20:28 pmoreau: Hardware agrees
20:28 imirkin: hardware don't lie
20:28 pmoreau: And I think nvdisasm too, though it did show a different offset than what envydis says
20:29 imirkin: https://envytools.readthedocs.io/en/latest/hw/graph/tesla/cuda/isa.html#shared-memory-access
20:29 imirkin: so yeah, looks like it actually doesn't take $a sources, only regular register sources
20:31 imirkin: i'd generally trust envydis about g80 stuff
20:31 imirkin: mwk did a very thorough job with it
20:31 imirkin: iirc he has hwtests for stuff too
20:32 imirkin: might be ALU only though
20:32 pmoreau: nvdisasm shows the blob always using $a sources for shared, but could be a bug.

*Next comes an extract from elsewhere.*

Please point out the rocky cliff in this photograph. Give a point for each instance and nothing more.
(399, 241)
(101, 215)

20:32 pmoreau: I tried using $a for global but that didn’t work out so well: it ended up emitting using some $r instead. :-D
20:32 imirkin: well, tbh i would have assumed s[] would use $a
20:32 imirkin: coz i don't think it goes over 64k
20:33 pmoreau: 16K only on Tesla
20:33 mwk: imirkin: she*
20:33 mwk: and yeah, the tests are basically ALU-only
20:34 imirkin: mwk: i see there are g80_atom tests
20:34 imirkin: mwk: ok, will update my notes
20:34 mwk: anyway, s[] are always addressed by $a only, g[] by $r only
20:35 imirkin: right, that makes sense.
20:36 pmoreau: Okay, thanks mwk. I’ll need to update a few things most likely.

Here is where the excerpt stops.